8. Reducing Employee Burnout
When
people have too much to do and not enough time to do it, it can result in
stress, exhaustion or total burnout. Working more efficiently whether a
reduction in time spent on daily processes or a reallocation of roles and
responsibilities – results in people being able to cope better with their
workload and complete their responsibilities in the time allocated to them.

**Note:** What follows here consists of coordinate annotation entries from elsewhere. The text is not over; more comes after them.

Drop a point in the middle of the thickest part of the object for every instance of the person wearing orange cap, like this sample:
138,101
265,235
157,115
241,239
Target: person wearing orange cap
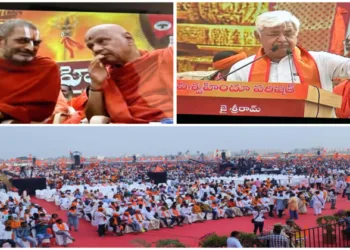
116,223
141,220
73,219
100,218
164,215
175,214
149,214
61,228
127,221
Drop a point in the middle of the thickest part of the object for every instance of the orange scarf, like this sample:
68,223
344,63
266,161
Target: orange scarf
163,213
129,218
61,226
138,218
175,212
305,65
115,221
141,91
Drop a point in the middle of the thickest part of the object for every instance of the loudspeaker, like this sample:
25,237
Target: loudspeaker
223,156
76,160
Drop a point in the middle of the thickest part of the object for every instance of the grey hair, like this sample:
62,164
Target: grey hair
276,18
8,26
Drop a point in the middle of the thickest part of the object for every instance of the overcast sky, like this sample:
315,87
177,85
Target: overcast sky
116,141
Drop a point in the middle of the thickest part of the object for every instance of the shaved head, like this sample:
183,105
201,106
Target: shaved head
112,41
112,28
19,41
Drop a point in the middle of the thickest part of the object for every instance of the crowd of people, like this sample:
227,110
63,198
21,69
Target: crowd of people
135,203
40,96
25,224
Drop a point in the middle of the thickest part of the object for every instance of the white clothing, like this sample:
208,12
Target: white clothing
329,65
55,227
100,218
259,218
233,242
6,235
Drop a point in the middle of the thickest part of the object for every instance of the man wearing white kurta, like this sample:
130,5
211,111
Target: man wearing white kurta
280,29
318,202
141,220
187,213
149,214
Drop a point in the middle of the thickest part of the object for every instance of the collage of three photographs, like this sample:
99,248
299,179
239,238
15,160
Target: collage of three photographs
175,124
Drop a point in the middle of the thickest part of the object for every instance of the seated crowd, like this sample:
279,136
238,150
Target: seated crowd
25,224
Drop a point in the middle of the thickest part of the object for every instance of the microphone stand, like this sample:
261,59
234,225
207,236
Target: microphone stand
274,48
290,54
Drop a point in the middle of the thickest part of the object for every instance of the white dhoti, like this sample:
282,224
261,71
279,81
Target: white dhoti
155,223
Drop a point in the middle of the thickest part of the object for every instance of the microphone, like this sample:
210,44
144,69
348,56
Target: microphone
274,48
290,54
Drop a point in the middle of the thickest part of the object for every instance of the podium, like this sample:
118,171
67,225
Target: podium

This is a positive consequence for both employer and employee. Better time
management leads to more organised, relaxed and efficient employees who can
focus on their daily tasks rather than worry about all the things they’re not
getting to.
9. Enhancing Wellbeing
Another
benefit of improved productivity is personal well‐being. Well‐being can be described as a state where
you’re healthy, comfortable and happy. When you’re more in control of your
workload, you can be more in control of your life, having time to include
exercise, to cook healthy food and rest when you need to relax. With less
stress, you can listen to your body and give it more of what it needs. All the
good things in life are within your reach. All it takes is a few little
changes, and you’ll see them all add up to stunning results.
10. Improving Morale
When
companies help employees become more organised and productive, they’re
investing in the well‐being
of the employee. Many workers see productivity as a way to squeeze more work
out of the worker. This vision has to change. Increased productivity is a
positive outcome for all involved. When employees understand what improving their
efficiency can mean to them reduced stress and increased control, well‐being and focus – they can then embrace
the process and accept the benefits that can be gained. When employees reap the
benefits of increased efficiencies, it usually improves their morale and
commitment toward the company.
11. Increasing Engagement
More
productive workers are usually more engaged in their work. Engagement is a
result of a number of factors, which are often linked to the quality of
leadership, the amount of autonomy an individual feels and the degree to which
they feel in control of their work and workload. When the effort your put into
your work makes a difference and your aren’t just treading water, you’ll be
more focused and engaged. When employees take control to get their work lives
organised, it usually leads to increased focus, commitment and engagement, or
they will move on to another job role that they feel is more suitable for them.
The Company
The employees
themselves are an investment, and like any investment, they should yield a
healthy or worthwhile return to the company. Therefore, when employees are
highly productive the company achieves its goals of investing in them in the
first place. Productivity also helps to motivate the workplace culture and
boost moral, producing an even better company environment.
Governments
Higher
economic growth will also generate larger tax payments for governments. This
allows governments to invest more towards infrastructure and social services (as noted above).